Fenerbahçe, Kadıköy’deki maçta daha 6’ıncı dakikada kazanılan erken penaltı sayesinde; en azından bir süre, stres yüklenmeden oynama avantajını yakaladı.
Peki, Ozan Tufan’ın düşürülüşü penaltı mıydı? Öylesine sert, kesin ve keskin düştü ki; durum gerçekten penaltı olmasa bile, insan bilinçaltıyla düdüğü çalma gereğini hisseder... Kuşku duyan olsa, itiraz edecek fırsatı yok. Zaten itiraz bile olmadı.
***
F.Bahçeli futbolcuların hakem kararlarına itirazları; yüksek ses tonu, öfkeli yüz mimikleri ile doluydu. Ozan Tufan’ın sert itirazdan boyun damarları şişti... Ama Ali Palabıyık, yediği fırçalara “Yarabbi şükür” dedi.
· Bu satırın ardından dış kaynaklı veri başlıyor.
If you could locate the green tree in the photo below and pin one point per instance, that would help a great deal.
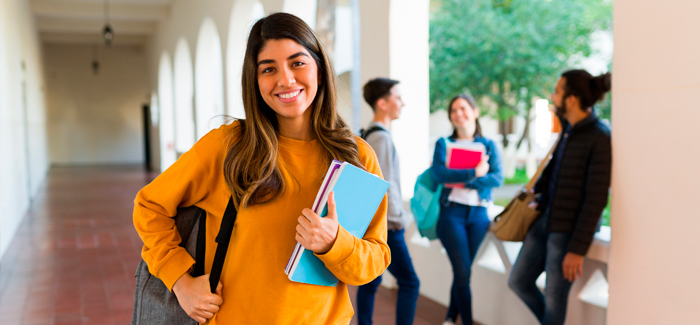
(506, 52)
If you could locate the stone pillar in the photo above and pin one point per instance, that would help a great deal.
(654, 262)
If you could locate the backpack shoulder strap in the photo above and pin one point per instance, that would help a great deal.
(222, 240)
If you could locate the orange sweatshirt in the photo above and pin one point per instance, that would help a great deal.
(255, 288)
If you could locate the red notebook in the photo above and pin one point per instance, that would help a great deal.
(464, 155)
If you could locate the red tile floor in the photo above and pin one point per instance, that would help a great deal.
(73, 258)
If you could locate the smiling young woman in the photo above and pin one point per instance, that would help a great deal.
(272, 165)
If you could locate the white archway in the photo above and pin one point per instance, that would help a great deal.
(244, 14)
(166, 120)
(184, 95)
(209, 80)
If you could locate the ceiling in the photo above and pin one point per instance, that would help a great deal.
(82, 21)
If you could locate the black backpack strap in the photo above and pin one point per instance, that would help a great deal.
(222, 240)
(201, 245)
(365, 133)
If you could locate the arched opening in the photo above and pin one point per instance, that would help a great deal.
(184, 92)
(243, 16)
(209, 79)
(166, 120)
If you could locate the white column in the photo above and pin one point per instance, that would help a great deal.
(654, 260)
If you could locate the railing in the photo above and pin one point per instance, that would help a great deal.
(493, 302)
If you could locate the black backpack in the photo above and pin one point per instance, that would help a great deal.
(154, 304)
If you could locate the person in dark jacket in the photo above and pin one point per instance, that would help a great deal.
(573, 191)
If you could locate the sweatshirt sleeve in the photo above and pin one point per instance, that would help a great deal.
(358, 261)
(384, 149)
(184, 184)
(444, 175)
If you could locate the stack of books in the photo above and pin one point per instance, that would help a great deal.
(463, 155)
(357, 197)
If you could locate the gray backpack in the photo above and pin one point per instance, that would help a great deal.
(153, 302)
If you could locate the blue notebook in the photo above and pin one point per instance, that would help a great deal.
(357, 197)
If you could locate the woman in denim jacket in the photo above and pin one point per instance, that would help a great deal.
(463, 220)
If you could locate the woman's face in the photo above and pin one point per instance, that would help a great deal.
(461, 113)
(287, 78)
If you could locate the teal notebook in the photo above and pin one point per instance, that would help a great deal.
(357, 197)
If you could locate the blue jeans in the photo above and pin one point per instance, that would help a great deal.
(461, 228)
(401, 268)
(542, 251)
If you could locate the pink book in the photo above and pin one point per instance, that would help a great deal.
(464, 155)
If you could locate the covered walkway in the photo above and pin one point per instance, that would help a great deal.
(75, 253)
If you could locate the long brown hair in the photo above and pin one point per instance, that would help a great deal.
(250, 167)
(472, 103)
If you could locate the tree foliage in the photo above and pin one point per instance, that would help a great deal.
(506, 52)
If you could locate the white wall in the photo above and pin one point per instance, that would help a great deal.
(24, 160)
(96, 119)
(655, 185)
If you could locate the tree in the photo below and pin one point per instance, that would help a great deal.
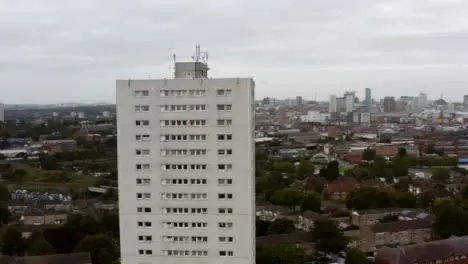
(369, 198)
(281, 226)
(329, 238)
(368, 154)
(388, 218)
(4, 193)
(304, 169)
(261, 227)
(333, 170)
(280, 254)
(101, 247)
(288, 197)
(13, 243)
(402, 152)
(406, 200)
(430, 149)
(427, 199)
(450, 220)
(311, 203)
(355, 256)
(37, 245)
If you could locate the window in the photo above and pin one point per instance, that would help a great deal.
(144, 209)
(143, 166)
(185, 225)
(226, 239)
(141, 138)
(224, 107)
(144, 224)
(141, 108)
(224, 225)
(224, 167)
(143, 196)
(224, 253)
(182, 123)
(224, 182)
(141, 93)
(142, 123)
(184, 196)
(224, 152)
(179, 181)
(224, 122)
(185, 253)
(225, 196)
(142, 152)
(225, 137)
(145, 252)
(145, 238)
(143, 181)
(225, 210)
Evet, erkenden 1-0 önde olmak; başta bir rahatlık sağlamıştı. Ama Kasımpaşa’nın giderek F.Bahçe’yi sıkıştırması, mevcut rahatlığı tedirginliğe dönüştürdü. Sonrasında da beraberlik golü geldi.
***
Aslında Garry Rodrigues ve Vedat Muriç’le önemli fırsatlar yakalanmıştı. O aralar Fenerbahçe bayağı aktif ve etkiliydi. Ama kritik noktalarda top kaptırmalar, Kasımpaşa’ya hem etkili ataklar hem de diklenme cesareti kazandırmıştı. Neyse ki, ikinci penaltı kararı imdatlarına yetişti. Üstüne bir de kırmızı kart...
***
Son haftalarda büyüklerin maçlarında penaltı ve kırmızı kartların sayısı, sanki otomatiğe bağlandı gibi... Bu durum, (Kararların haklı ya da haksız olması farketmiyor) tartışmaları giderek alevlendirecek. Ama F.Bahçe’nin ceza alanında Kasımpaşalı Yusuf’a yapılanlar, arada kaynayıp gidecek.
Maçın ikinci yarısı, tempoyla/karşılıklı gollerle/heyecanla geçti. İki taraf da gayretliydi. Ama Kaleci Altay’ın harika bir kurtarışı olmasa, bu galibiyet olmayabilirdi. Maç ortadaydı.